İçeriğe geçmek için "Enter"a basın

Biz bu Fransızlara ne yapalım?

Hakkı Devrim

Ermeni soykırımı iddiasını kabul etmenin, Avrupa Birliği nezdinde, Türkiye’nin üyeliğe kabulü bakımından bir ön şart sayılmadığını biliyoruz. Fransız Parlamentosu’ndan, soykırımı kabul etmemeyi suç sayacak kanunun geçmesi, uluslararası hukuk açısından bir anlam ifade etmeyecek.

İcada çalıştıkları bu tuhaf suçla kimi cezalandıracaklar?

Karşısında benzer duruma düşmemek gerekecek düzeyde aşağılık bu girişime, en iyi cevap, soylu bir duruş olabilir.

Bu durumda yapılması gereken nedir sualine cevap ararken, çalınacak kapıları isabetle seçmek akıllıca bir ilk tedbir sayılabilir.

Yol göstericiler çoktan harekete geçti. Dünkü köşe yazılarından ikisini seçtim bendeniz: Radikal’den Hasan C. Güzel ile Hürriyet’ten İlter Türkmen’in yazılarını. Köşe kadısı olmalarından önce devlet adamı tecrübesi edinmiş düşünürler.

Güzel, söze Frenkler’in nankörlüğünden giriyor. Muhteşem Süleyman şayet Fransa Kralı Fransuva’ya (François I) yardım etmeseydi, bugün Fransa diye bir ülke olmayabileceği ihtimalinden geçiyor, St.Bartelemi (Saint-Barthélemy Katliâmı), Fransız İhtilali, Afrika sömürgeciliği ve Cezayir cinayetlerini de ziyaretten sonra, Millî Mücadele sırasında Fransız askerinin Ermenilerle birlik olup Antep’te 6317 Türk’ü şehit etmelerine kadar geliyor.

Amerikalılardan önce Fransızlara hayran oluşumuzu ayıplamayı da ihmal etmeden, gelip, Paris’te kabulü beklenene benzer kanunlar çıkarmamız teklifine dayanıyor, Hasan C. Güzel. Mecelle’nin «Sui misal imtisal olamaz» hükmünü de hatırlayıp tekrarladığı halde…

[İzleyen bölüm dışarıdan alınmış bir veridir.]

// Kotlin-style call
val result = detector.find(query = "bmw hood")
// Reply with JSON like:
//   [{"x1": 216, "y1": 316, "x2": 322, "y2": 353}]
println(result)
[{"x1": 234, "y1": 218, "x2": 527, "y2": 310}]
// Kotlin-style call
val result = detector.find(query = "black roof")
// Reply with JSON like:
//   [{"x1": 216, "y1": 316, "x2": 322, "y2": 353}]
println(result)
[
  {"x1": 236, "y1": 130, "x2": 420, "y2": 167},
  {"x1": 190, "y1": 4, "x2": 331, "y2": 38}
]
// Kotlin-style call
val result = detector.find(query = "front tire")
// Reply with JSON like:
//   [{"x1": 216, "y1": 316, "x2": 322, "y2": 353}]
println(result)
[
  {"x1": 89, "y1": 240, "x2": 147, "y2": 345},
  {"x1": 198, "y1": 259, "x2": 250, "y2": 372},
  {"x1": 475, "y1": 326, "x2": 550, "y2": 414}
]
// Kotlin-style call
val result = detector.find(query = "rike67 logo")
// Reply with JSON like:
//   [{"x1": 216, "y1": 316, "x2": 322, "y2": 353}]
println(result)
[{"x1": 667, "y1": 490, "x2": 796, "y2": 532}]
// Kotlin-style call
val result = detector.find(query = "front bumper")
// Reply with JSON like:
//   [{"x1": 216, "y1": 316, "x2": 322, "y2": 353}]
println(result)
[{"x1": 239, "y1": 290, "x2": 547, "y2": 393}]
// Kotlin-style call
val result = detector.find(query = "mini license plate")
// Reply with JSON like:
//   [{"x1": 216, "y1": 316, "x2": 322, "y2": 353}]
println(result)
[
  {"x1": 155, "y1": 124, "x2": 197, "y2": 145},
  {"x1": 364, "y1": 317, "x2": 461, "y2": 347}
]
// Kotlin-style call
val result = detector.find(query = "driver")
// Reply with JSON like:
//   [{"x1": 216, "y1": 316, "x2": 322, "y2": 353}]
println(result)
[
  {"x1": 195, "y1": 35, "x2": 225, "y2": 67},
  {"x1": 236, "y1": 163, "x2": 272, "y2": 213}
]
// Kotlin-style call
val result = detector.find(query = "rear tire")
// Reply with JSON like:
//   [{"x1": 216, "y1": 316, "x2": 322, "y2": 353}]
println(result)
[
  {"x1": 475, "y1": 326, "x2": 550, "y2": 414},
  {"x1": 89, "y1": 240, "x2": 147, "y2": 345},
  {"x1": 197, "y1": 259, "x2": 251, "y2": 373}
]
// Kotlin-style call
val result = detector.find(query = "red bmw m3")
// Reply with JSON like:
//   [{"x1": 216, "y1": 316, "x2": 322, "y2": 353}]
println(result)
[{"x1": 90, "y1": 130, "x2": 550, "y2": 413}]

Sonra gelsin, Fransa ile ekonomik ve ticarî münasebetlerin dondurulması türünden tedbirler! Fransız malları aleyhinde kampanya, kültürel münasebetleri asgariye indirme vb…

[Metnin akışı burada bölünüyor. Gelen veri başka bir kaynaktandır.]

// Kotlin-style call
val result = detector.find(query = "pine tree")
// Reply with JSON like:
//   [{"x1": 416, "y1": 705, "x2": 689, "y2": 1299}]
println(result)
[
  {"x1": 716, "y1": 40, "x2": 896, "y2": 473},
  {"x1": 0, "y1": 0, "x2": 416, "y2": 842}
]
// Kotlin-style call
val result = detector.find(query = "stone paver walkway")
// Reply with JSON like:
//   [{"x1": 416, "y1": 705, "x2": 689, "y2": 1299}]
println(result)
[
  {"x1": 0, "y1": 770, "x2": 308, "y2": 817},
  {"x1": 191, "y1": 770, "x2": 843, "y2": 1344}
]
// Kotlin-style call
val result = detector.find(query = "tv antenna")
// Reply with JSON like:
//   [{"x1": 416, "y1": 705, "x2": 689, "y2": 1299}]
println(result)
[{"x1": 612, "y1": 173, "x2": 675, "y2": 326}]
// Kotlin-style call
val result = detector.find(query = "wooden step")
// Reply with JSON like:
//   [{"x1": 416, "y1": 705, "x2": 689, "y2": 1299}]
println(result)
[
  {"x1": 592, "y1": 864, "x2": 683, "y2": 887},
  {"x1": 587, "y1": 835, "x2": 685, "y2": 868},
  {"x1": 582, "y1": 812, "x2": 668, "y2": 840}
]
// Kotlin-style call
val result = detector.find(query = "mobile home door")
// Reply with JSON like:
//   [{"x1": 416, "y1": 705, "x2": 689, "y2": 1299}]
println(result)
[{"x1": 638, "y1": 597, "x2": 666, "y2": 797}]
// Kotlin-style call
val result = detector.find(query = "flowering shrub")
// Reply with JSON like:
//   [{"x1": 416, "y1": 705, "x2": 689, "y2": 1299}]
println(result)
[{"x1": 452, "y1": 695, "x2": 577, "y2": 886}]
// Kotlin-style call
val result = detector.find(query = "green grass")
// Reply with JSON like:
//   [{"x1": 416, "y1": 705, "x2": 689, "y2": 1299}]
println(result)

Beride Türkmen, iki noktaya dikkat gerekir diyor: sebat edebileceğimiz kararları alalım ve kendimize vereceğimiz zararı da iyi hesaplayalım!

Ermeni iddiaları konusunda, Nuremberg Mahkemesi kararları benzeri uluslararası bir dayanak olmadığını hatırlatıyor. 1948 Soykırım Sözleşmesi geriye dönük değildir, diyor. Cezayir’deki soykırımı suçlayan bir kanun Cezayir’de bile çıkarılmamıştır, diyor. Adana bölgesine Fransızların getirdiği Ermeni Lejyonu’nun katliamı üzerinde durmalıyız, elde tarihi belgeler var; TBMM belki bu konuda bir karar veya kanun kabul edebilir, diyor..

Asıl şunu söylüyor: Paris’te o kanun kabul edilirse Fransa Devleti aleyhine AİHM’de dava açabiliriz. Zaman alır, ama o «kanuna en anlamlı ve etkin bir mukabele oluşturur.»

Kendinize iyi danışman bulur, der dururuz ya!

http://www.radikal.com.tr/haber.php?haberno=201255&tarih=11/10/2006

Yorumlar kapatıldı.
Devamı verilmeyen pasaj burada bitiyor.